1. The basic exemption limit in the case of individuals increased from ₹ 160,000 to ₹ 180,000. However, there is no increase in basic exemption limit in the case of Resident Women who is below 60 years at any time during the previous year.
2. The qualifying age limit for senior citizens has been lowered from 60 years to 65 years and increased the current exemption limit under two categories.
3. Category −1 – Age of Individual – 60 years or more but less than 80 years at any time during the previous year. The basic exemption limit is increased from ₹ 240,000 to ₹ 250,000.
4. Category – 2 – Age of Individual beyond 80 years or more at any time during the previous year. The basic exemption limit is ₹ 500,000.
5. No need to file returns if the Income is less than or equal ₹ 500,000.
6. In the case of domestic companies the surcharge has been reduced from 7.5% to 5%.
7. In the companies other than domestic companies the surcharge has been reduced from 2.5% to 2%.
8. The definition of charitable purpose u/s 2 (15) includes "the advancement of any other object of general public utility". The monetary limit in respect of such activities has been enhanced from ₹ 1000,000 to ₹ 2500,000.
9. The amount paid by an assessee as an employer by way of contribution towards pension scheme, as referred to in sec 80CCD(2) on account of an employee to the extent it doesn't exceed 10% of the salary of employee in the previous year, shall be allowed as a deduction u/s 36 in computing the income under the head profit and gains of business or profession.
10. The Indian company which receives foreign dividend from foreign subsidiary company such dividend is taxable at the 15% as against 30% plus applicable surcharge.
11. The rate of MAT is increased to 18.5% from the existing rate of 18% of such book profit.
12. Minimum Alternative Tax has been introduced for Limited Liability Partnership (LLP) in line with MAT on companies with effect from the Assessment Year 2012–2013.
13. The Government exempts assesses having no other income other than salary from furnishing the return of income by notification.
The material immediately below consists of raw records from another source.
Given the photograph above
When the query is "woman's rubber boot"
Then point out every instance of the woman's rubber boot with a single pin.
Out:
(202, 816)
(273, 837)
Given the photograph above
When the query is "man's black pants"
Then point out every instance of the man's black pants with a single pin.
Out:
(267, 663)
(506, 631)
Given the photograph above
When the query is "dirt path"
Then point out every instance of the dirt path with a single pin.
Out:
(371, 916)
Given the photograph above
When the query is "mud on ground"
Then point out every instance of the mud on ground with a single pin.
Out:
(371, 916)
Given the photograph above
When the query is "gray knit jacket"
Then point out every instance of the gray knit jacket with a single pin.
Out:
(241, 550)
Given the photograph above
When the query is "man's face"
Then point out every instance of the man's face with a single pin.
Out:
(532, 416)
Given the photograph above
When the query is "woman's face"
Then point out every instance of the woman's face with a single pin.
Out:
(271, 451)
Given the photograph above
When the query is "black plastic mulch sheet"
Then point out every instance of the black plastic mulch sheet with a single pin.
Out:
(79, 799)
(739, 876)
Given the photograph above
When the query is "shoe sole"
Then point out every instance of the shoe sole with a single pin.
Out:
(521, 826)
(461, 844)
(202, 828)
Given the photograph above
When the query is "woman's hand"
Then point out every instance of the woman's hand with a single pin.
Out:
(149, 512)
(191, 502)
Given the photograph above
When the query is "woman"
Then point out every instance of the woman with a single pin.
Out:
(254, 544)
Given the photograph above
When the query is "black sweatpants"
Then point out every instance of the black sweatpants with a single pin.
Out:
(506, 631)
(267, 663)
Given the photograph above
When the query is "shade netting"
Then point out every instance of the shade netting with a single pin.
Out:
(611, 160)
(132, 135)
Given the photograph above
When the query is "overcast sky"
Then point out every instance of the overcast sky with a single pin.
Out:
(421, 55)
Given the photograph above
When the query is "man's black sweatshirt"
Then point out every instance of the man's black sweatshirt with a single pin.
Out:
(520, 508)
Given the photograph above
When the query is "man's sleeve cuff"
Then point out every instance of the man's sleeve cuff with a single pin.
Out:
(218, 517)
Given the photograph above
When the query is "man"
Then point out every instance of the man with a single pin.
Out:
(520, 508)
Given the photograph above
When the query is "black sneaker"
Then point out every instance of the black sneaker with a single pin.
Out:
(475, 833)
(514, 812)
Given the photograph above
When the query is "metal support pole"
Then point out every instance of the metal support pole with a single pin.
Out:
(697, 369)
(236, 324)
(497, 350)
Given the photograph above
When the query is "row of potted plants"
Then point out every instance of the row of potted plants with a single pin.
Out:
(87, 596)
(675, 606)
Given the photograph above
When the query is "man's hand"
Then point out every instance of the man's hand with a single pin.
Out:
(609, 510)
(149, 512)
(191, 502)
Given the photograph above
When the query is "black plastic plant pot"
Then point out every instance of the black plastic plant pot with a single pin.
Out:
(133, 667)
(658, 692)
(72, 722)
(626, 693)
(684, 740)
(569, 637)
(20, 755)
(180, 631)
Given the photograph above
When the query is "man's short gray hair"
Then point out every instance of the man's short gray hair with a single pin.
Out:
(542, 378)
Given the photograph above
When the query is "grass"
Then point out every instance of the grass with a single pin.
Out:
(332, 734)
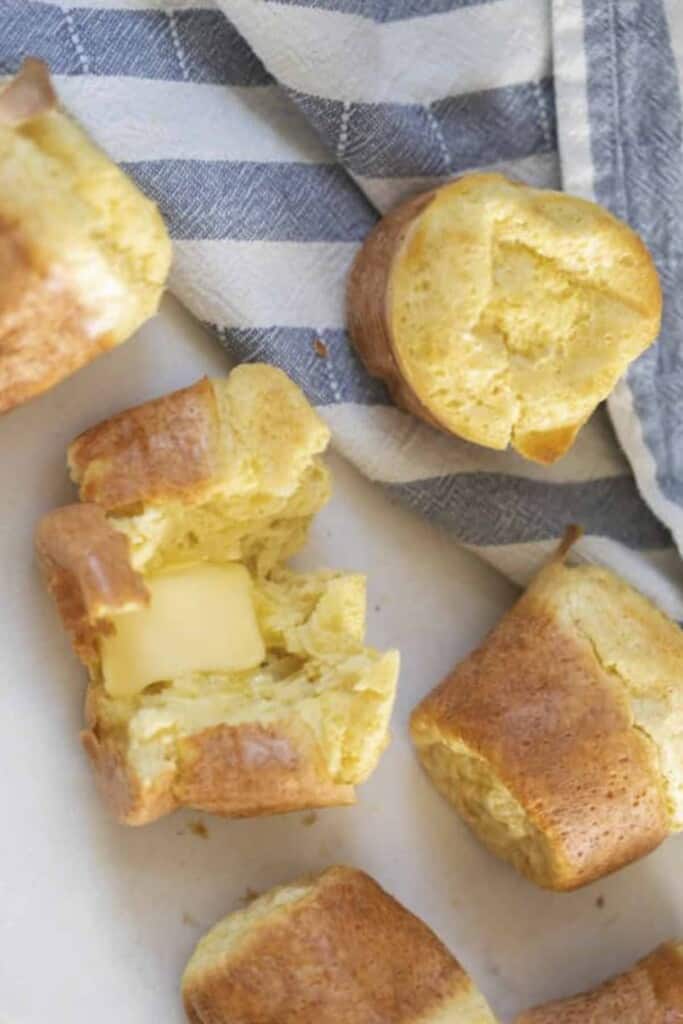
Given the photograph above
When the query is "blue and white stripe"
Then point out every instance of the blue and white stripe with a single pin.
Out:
(271, 133)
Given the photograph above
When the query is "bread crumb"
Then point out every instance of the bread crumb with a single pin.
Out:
(250, 895)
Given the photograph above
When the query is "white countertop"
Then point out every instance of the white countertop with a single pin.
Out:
(98, 920)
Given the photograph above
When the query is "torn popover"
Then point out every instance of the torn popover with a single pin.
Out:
(560, 739)
(84, 255)
(218, 678)
(651, 992)
(331, 949)
(502, 313)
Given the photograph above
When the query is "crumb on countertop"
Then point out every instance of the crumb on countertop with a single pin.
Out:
(199, 828)
(250, 895)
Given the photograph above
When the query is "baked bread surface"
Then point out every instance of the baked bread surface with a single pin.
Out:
(651, 992)
(559, 740)
(221, 472)
(502, 313)
(84, 255)
(334, 949)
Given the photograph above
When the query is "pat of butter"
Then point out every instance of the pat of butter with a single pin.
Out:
(200, 619)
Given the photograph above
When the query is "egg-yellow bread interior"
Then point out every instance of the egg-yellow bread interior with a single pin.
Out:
(503, 313)
(219, 677)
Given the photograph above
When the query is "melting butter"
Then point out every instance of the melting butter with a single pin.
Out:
(200, 619)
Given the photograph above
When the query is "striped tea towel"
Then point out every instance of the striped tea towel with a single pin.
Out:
(271, 132)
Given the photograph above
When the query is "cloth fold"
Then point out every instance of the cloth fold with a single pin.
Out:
(273, 132)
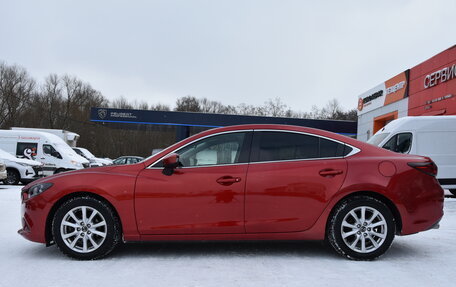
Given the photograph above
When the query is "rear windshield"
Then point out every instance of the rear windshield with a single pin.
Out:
(378, 138)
The proposed amendment shall be effective from 1 June 2011.
14. It is proposed to omit the requirement of quoting of Documentary Identification Number in notices / order / correspondences issued by Income tax department.
15. The SEZ developers are required to pay dividend distribution tax on dividends declared / distributed on or after 1 June 2011.
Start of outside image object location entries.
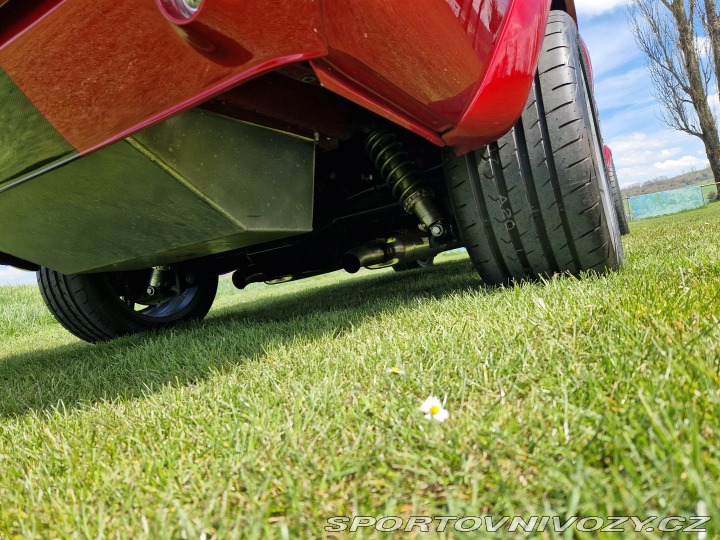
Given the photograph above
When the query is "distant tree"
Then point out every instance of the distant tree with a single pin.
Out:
(666, 31)
(711, 22)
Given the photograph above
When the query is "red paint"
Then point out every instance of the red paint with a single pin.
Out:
(453, 71)
(99, 70)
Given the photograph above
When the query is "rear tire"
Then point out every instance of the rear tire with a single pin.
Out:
(91, 306)
(537, 202)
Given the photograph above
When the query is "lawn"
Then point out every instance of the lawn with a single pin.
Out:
(593, 397)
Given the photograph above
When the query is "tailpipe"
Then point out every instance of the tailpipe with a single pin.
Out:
(392, 251)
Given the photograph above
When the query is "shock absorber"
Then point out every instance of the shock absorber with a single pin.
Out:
(403, 178)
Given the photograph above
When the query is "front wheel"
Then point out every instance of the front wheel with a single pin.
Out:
(538, 202)
(100, 307)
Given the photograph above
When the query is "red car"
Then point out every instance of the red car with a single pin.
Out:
(148, 147)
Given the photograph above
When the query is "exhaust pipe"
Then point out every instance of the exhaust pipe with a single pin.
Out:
(395, 250)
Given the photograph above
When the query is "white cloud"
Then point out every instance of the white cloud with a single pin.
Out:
(642, 156)
(592, 8)
(685, 162)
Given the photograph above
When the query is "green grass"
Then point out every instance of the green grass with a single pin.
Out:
(591, 397)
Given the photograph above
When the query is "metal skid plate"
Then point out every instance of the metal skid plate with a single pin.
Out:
(193, 185)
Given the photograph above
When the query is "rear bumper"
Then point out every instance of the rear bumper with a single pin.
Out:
(454, 71)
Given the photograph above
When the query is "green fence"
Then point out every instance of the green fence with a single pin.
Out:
(669, 202)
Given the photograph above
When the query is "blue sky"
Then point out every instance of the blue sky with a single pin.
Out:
(643, 148)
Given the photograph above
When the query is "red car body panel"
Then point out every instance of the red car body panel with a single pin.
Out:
(455, 72)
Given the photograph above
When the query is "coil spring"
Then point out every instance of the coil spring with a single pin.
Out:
(396, 168)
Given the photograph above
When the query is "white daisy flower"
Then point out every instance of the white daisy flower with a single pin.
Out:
(433, 409)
16. The deduction u/s 80CCF to investment in notified long term infrastructure bonds extended for the A.Y. 2012–13 also.
17. Liaison offices of a company will be required to file Annual Information in the prescribed form within the 60 days from the end of the financial year.
18. The tax holiday for power sector has been extended for further period of one year i.e. up to 31 March 2012.

Service tax

1. The following two new services have been proposed
  1. Services by air conditioned restaurants having licence to serve liquor; and
  2. short term accommodation hotels / inns / clubs / guest houses etc.
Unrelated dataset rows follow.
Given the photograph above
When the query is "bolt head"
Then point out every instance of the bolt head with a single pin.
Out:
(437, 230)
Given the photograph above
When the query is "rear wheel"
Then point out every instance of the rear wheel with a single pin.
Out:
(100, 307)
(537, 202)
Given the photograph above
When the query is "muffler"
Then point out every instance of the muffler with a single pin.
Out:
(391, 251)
2. The monetary limit for adjustment of excess service tax paid is increased from ₹ 100,000 to ₹ 200,000.
3. The penalty for delayed payment of service tax u/s 76 has been reduced from 2% to 1% per month or ₹ 100 per day whichever is higher.
4. The maximum penalty reduced to 50% of the tax.
5. The rate of interest is reduced by 3% for assesses with turnover of up to ₹ 6 million.
6. The maximum penalty for delay in filing of return increased from ₹ 2,000 to ₹ 20,000.